[Bug tree-optimization/79622] [6/7/8 Regression] Wrong code w/ -O2 -floop-nest-optimize

Fri Sep 15 07:51:00 GMT 2017

https://gcc.gnu.org/bugzilla/show_bug.cgi?id=79622

--- Comment #5 from rguenther at suse dot de <rguenther at suse dot de> ---
On Fri, 15 Sep 2017, spop at gcc dot gnu.org wrote:

> https://gcc.gnu.org/bugzilla/show_bug.cgi?id=79622
> 
> --- Comment #4 from Sebastian Pop <spop at gcc dot gnu.org> ---
> Yes, that phi node looks like a reduction.  We need to handle the phi as a
> write to expose the loop carried reduction variable to the dependence analysis.
> I think your change goes in the right direction.  Thanks!

As an extra data point while the patch fixes the testcase when using
ISL 0.18 it still fails when using ISL 0.16.1.

The patch will apply similar handling to

  if (foo_3)
    ;
  else
    ;
 # _1 = PHI <0, 1>
 a[i] = _1;

that is, for conditional assignment of constants (or invariants).  Are
those handled elsewhere?  That is, I wonder why 
graphite_find_cross_bb_scalar_vars works on GIMPLE BBs rather than
pbbs -- isn't it that we need to handle all cross STMT (in the polyhedral
representation) scalar defs/uses as writes/reads and can only ignore
defs/uses fully contained in a pbb (rather than a BB)?  Of course
at the time we do graphite_find_cross_bb_scalar_vars the pbbs are not
yet built.  Hmm, looks like pbb and BB are the same granularity
(that feels limiting to the transforms we an apply...  I would have
expected at least each memory op to be in a separate "black box").
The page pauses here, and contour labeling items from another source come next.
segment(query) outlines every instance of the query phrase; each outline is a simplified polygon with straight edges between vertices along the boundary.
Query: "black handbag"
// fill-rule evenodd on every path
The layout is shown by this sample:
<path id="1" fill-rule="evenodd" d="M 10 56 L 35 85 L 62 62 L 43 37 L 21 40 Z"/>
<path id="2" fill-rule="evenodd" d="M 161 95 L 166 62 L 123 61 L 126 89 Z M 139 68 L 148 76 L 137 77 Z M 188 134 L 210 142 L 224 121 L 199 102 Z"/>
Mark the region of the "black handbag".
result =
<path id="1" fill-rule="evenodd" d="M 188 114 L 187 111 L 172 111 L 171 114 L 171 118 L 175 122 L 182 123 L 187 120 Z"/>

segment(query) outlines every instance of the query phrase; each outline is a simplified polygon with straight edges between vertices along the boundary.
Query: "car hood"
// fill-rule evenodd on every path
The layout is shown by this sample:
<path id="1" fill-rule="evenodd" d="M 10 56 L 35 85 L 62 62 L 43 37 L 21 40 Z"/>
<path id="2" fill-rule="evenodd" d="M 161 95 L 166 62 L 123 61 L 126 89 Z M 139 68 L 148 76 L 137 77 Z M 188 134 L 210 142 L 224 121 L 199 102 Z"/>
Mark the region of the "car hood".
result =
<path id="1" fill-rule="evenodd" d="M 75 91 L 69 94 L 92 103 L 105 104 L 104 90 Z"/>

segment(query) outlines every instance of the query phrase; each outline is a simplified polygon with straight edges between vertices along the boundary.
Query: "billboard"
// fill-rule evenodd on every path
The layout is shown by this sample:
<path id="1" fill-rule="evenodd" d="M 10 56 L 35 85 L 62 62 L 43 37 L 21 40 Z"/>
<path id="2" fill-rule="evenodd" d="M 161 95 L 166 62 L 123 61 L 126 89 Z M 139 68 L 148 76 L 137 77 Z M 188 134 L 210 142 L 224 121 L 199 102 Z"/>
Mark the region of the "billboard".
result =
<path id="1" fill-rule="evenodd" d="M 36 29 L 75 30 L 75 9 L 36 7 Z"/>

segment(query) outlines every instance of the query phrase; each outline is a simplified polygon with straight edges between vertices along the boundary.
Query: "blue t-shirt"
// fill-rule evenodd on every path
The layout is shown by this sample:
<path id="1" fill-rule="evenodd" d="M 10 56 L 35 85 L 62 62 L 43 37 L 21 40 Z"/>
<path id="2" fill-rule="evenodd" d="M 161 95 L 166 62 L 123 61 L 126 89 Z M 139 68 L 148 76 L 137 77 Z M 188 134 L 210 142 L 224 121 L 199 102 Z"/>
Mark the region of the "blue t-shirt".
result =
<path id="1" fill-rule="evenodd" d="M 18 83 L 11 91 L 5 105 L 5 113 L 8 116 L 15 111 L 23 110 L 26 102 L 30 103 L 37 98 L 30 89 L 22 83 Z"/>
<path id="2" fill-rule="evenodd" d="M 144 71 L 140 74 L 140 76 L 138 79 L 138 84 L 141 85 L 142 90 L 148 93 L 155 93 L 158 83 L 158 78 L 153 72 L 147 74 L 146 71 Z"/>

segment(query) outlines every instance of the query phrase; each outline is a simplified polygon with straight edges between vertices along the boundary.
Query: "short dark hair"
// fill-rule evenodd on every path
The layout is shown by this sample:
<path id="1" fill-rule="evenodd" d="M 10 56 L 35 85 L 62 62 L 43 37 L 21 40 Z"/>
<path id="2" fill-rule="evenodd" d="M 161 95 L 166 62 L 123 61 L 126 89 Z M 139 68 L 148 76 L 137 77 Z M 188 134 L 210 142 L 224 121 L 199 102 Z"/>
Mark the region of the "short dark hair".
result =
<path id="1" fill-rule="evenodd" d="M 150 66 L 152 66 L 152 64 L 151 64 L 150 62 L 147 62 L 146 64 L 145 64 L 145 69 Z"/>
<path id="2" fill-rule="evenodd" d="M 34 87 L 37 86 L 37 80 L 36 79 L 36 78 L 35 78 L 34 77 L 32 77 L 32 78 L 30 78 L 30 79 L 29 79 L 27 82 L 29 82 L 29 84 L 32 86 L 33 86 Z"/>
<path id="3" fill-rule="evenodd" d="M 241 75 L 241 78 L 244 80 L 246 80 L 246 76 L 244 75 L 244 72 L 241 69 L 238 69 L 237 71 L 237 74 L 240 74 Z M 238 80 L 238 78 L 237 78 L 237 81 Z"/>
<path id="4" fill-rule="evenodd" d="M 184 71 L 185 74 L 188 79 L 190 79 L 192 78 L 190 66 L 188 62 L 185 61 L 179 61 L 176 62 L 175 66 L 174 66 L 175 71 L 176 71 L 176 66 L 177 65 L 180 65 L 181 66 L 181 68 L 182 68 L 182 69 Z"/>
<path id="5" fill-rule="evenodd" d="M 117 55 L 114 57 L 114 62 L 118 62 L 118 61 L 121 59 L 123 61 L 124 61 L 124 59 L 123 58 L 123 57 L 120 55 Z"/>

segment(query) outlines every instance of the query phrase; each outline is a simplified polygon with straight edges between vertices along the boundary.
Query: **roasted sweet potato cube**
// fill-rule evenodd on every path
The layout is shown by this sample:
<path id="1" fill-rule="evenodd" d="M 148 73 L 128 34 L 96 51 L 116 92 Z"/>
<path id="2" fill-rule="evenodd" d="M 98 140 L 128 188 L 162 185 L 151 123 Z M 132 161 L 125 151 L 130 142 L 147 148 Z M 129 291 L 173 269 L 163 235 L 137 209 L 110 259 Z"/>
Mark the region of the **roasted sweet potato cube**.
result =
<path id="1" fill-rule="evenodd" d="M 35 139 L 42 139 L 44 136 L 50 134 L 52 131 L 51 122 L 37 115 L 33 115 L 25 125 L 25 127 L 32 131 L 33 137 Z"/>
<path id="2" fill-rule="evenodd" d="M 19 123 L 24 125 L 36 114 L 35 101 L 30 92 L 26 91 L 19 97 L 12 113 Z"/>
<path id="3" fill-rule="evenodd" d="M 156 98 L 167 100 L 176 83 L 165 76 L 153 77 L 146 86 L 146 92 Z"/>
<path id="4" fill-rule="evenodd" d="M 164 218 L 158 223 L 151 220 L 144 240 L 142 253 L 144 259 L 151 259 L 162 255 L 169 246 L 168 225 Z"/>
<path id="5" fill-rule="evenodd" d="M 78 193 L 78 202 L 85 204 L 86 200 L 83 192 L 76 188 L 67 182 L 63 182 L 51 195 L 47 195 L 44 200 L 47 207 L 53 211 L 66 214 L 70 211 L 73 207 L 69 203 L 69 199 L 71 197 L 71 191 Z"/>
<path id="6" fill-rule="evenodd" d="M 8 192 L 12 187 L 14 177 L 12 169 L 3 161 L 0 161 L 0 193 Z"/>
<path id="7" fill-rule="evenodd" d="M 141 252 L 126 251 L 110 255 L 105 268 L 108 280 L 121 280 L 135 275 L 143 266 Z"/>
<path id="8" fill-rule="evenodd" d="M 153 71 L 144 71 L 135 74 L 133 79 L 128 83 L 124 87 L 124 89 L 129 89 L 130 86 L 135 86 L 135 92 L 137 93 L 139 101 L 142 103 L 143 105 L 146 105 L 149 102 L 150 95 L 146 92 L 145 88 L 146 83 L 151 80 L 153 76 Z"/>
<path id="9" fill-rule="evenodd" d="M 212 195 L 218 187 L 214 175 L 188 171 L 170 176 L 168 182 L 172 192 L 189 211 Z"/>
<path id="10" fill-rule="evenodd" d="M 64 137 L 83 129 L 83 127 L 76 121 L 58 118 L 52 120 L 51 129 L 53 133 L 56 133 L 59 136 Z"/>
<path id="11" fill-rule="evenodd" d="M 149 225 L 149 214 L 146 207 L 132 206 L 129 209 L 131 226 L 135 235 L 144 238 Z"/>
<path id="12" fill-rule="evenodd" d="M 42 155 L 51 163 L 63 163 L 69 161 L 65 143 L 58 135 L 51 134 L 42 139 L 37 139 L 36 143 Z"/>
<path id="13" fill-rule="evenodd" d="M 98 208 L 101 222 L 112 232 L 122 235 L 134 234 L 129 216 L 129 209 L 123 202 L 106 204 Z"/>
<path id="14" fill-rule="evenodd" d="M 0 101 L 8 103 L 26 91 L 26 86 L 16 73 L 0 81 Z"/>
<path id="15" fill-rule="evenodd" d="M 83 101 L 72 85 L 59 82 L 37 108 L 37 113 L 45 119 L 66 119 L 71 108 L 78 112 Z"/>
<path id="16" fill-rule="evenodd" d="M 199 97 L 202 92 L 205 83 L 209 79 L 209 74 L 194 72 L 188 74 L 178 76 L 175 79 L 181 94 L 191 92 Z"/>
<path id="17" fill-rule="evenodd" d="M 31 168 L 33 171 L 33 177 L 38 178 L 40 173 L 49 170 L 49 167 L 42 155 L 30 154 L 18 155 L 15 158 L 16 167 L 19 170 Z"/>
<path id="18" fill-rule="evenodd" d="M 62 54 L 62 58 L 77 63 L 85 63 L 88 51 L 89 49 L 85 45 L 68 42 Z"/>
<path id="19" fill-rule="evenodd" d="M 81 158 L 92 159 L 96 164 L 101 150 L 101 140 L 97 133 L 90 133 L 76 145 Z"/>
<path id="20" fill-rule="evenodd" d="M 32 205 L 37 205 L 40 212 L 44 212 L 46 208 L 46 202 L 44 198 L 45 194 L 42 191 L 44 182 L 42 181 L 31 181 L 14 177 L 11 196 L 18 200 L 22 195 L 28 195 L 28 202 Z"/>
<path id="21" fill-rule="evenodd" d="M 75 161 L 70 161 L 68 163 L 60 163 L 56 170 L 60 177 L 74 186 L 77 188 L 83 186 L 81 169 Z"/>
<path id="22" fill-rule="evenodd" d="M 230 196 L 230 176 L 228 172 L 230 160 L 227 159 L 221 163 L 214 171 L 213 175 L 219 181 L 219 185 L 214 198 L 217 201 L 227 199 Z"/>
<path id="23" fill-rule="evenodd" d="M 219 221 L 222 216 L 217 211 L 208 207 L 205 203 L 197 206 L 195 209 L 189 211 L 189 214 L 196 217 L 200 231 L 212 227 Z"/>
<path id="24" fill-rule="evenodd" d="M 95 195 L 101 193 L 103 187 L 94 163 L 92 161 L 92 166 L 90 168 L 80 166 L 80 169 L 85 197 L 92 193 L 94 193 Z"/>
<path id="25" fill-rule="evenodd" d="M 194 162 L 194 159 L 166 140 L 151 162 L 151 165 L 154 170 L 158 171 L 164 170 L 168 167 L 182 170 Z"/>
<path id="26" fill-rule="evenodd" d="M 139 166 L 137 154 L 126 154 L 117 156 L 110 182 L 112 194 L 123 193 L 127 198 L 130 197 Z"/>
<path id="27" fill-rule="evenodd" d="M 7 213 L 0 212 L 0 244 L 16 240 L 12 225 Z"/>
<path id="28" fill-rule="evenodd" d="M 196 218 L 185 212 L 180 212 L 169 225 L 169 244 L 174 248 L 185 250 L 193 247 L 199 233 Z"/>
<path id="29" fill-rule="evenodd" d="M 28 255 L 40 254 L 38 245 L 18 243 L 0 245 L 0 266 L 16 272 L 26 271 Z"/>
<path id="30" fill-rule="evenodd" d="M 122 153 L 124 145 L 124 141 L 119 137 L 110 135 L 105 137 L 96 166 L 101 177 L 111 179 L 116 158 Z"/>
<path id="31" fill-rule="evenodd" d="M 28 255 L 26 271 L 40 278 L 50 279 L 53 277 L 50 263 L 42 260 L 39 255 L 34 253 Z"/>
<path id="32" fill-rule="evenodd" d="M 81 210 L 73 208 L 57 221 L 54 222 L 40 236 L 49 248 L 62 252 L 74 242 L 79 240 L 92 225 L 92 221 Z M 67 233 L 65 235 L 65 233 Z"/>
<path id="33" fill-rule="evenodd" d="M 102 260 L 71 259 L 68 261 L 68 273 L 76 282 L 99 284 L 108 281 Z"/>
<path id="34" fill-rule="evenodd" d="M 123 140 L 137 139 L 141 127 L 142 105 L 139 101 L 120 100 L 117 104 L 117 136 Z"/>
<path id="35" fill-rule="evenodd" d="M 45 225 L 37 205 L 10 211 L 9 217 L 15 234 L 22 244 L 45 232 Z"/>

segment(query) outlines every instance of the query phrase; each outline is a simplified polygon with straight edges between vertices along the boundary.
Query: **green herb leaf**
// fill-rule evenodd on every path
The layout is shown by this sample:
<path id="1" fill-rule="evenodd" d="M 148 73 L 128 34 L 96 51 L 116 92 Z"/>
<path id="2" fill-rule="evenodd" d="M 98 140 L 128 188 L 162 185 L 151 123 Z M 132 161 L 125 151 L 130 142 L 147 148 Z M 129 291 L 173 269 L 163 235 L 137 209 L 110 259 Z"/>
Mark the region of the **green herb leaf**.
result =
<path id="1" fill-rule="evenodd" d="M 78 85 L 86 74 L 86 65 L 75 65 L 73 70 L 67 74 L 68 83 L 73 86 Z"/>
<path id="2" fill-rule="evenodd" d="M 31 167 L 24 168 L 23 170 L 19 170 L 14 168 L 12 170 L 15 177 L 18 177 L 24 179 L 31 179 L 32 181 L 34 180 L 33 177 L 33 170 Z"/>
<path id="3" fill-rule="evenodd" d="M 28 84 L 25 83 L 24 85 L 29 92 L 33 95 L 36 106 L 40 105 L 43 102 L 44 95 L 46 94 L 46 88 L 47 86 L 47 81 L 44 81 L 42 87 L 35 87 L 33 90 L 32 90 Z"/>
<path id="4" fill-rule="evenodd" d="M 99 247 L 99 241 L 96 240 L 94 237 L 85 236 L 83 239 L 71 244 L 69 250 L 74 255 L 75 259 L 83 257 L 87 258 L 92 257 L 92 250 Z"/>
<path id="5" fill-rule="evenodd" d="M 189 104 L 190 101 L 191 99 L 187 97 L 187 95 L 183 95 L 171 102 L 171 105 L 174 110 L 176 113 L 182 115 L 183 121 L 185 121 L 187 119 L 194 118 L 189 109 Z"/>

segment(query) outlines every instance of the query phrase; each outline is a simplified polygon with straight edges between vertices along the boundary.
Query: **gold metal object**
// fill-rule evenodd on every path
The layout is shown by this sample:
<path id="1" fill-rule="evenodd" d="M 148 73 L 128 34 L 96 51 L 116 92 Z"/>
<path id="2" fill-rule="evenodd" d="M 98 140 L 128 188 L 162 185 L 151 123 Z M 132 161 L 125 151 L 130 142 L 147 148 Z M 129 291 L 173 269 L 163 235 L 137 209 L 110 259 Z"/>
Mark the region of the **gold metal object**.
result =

Anyway, with that PHIs should be in separate pbbs - if you follow
the original go-out-of-SSA approach you'd have their effects on
the CFG edges.  So a more complete fix would similarly handle uses.

Index: gcc/graphite-scop-detection.c
===================================================================
--- gcc/graphite-scop-detection.c       (revision 252780)
+++ gcc/graphite-scop-detection.c       (working copy)
@@ -1744,7 +1744,9 @@ build_cross_bb_scalars_def (scop_p scop,
   gimple *use_stmt;
   imm_use_iterator imm_iter;
   FOR_EACH_IMM_USE_STMT (use_stmt, imm_iter, def)
-    if (def_bb != gimple_bb (use_stmt) && !is_gimple_debug (use_stmt))
+    if ((def_bb != gimple_bb (use_stmt) && !is_gimple_debug (use_stmt))
+       /* PHIs have their effect at "BBs" on the edges.  See PR79622.  */
+       || gimple_code (SSA_NAME_DEF_STMT (def)) == GIMPLE_PHI)
       {
        writes->safe_push (def);
        DEBUG_PRINT (dp << "Adding scalar write: ";
@@ -1758,7 +1760,8 @@ build_cross_bb_scalars_def (scop_p scop,
       }
 }

-/* Record DEF if it is used in other bbs different than DEF_BB in the 
SCOP.  */
+/* Record USE if it is defined in other bbs different than USE_STMT
+   in the SCOP.  */

 static void
 build_cross_bb_scalars_use (scop_p scop, tree use, gimple *use_stmt,
@@ -1774,7 +1777,9 @@ build_cross_bb_scalars_use (scop_p scop,
     return;

   gimple *def_stmt = SSA_NAME_DEF_STMT (use);
-  if (gimple_bb (def_stmt) != gimple_bb (use_stmt))
+  if (gimple_bb (def_stmt) != gimple_bb (use_stmt)
+      /* PHIs have their effect at "BBs" on the edges.  See PR79622.  */
+      || gimple_code (def_stmt) == GIMPLE_PHI)
     {
       DEBUG_PRINT (dp << "Adding scalar read: ";
                   print_generic_expr (dump_file, use);



That said, I did some experiments on SPEC CPU 2006 where we (before
the two patches) optimized 47 loop nests in total (with
-Ofast -march=haswell -floop-nest-optimize) and performance effects
are neutral with a bias towards regressing (bwaves definitely
regresses, the rest may be noise).  Not sure how well the old
SCOP detection did but I suppose lumping all reads/writes inside
a BB into the same 'stmt' (if I read things correctly) will
severely reduce possibilities?